BY RYAN CRACKNELL
In the 1980s, Rookie Cards were one of the biggest drivers of the growing hobby. Before inserts and autographs, they represented the chase. And while that has evolved over the past few decades, it still rings mostly true.
But here’s the thing, Rookie Cards often weren’t a player’s first cards. In a major league uniform? Back then, yes. However, most players in the ’80s had minor league cards in the years leading up to their big league call ups.
Even today, minor league cards are often overlooked. That’s part of the appeal of minor league cards, though. They’re a niche.

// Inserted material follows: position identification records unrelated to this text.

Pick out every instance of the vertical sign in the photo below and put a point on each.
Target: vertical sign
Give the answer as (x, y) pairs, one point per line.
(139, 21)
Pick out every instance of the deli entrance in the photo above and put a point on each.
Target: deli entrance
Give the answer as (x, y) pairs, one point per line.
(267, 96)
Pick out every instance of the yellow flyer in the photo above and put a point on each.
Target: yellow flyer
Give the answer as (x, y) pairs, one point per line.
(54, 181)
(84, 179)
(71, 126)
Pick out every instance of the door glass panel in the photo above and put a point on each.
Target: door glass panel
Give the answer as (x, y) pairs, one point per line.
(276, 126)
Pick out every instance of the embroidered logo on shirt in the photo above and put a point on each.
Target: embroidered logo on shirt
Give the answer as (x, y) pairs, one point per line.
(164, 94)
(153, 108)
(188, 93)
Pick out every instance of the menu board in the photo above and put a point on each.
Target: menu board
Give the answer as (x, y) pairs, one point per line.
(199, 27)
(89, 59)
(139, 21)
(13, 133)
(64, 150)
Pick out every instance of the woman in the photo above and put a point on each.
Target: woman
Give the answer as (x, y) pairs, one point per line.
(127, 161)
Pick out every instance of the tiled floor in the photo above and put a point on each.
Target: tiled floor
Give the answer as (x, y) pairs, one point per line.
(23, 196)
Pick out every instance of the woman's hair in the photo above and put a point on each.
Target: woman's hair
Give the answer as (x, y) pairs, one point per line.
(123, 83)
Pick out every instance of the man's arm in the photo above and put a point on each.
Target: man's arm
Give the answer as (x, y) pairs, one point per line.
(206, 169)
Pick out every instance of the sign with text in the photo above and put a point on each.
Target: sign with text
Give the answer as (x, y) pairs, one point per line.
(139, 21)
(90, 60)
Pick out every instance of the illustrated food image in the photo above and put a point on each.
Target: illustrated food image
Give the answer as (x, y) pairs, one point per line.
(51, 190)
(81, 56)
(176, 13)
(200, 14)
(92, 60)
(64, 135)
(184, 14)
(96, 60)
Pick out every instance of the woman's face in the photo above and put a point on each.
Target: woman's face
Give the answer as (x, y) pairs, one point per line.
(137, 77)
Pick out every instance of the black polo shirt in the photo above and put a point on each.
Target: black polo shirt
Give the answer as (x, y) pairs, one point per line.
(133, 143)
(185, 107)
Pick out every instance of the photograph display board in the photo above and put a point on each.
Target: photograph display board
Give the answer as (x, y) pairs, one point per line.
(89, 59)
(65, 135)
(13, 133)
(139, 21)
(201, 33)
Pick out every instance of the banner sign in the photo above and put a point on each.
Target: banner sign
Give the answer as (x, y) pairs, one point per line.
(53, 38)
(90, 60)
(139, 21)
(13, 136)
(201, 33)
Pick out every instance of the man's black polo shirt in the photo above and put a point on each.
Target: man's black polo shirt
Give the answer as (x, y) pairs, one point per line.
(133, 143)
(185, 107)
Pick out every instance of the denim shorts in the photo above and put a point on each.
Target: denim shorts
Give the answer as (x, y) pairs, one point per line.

In the 1980s, minor league baseball cards took on a few different forms. Some were given out at games by the teams themselves. There were also specialized dealers, often in the mail order business that catered to collectors with team sets and singles. And if you were lucky enough to run into a police officer in Charlotte at the start of the decade, you might have been able to get one of the greatest minor league cards ever made.
In the early part of the 1980s, TCMA dominated the minor league baseball card market, at least among sets that teams didn’t make themselves. Then came ProCards and a handful of others. By the early ’90s, minor league cards had evolved to be more like their major league counterparts. Team sets, which were how most were originally distributed, gave way to more comprehensive releases. Bigger manufacturers got involved and the niche evolved. The secret was out.

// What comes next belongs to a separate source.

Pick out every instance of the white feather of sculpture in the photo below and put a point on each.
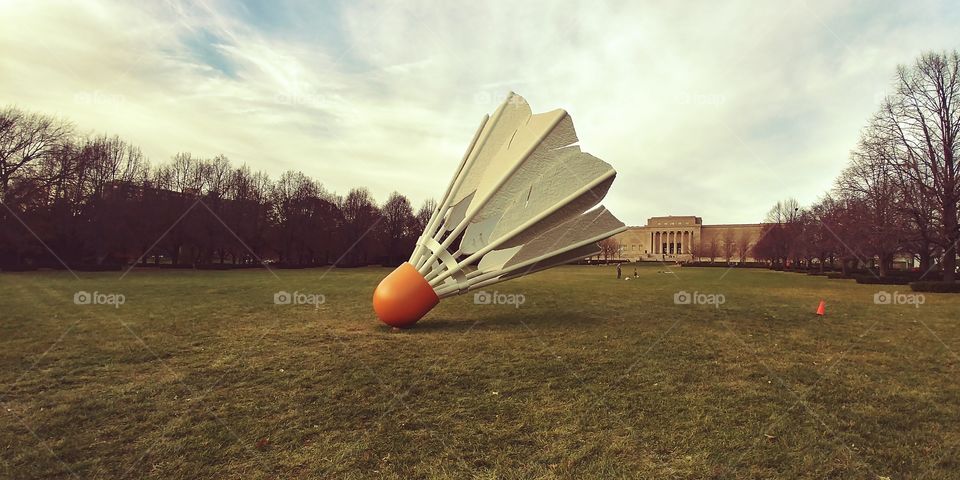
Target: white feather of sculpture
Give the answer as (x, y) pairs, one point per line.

Sets might have been bigger and easier to find, but the novelty disappeared. And along with it, the discovery and hunt for a regional issue went along with it.
Today, minor league cards from the 1980s bring a challenge that’s missing from a lot of MLB sets. Instead of production runs that could make mountains, you’re looking at cards that originally had a few thousand at the most. Some of the decade’s key minor league cards have even less.

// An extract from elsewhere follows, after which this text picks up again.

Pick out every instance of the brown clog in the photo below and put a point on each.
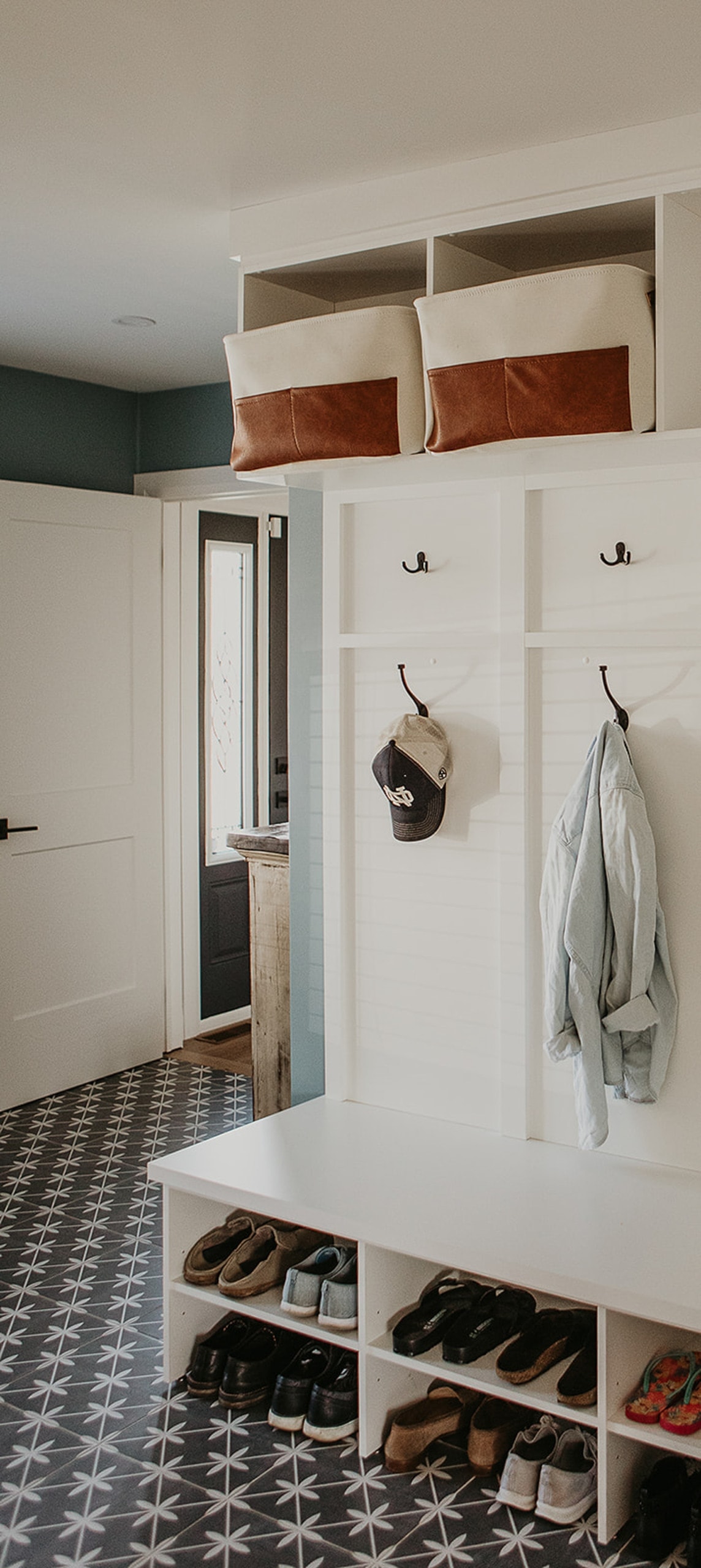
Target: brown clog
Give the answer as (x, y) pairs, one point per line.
(416, 1426)
(493, 1429)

With that in mind, here are – counting down - 15 of the top 1980s minor league baseball cards, highlighting hobby heroes and Hall of Famers before they were the game’s biggest stars.
15 1986 LAKELAND TIGERS PROCARDS JOHN SMOLTZ
John Smoltz has a couple of minor league cards from Procards, but this is his first. It’s also a bit of a novelty in that the pitcher is shown as a member of the tigers organization. Although he’s known as a Brave, it was Detroit who originally drafted him in the 22nd round of the 1985 draft. Smoltz was sent to Atlanta in a 1987 trade.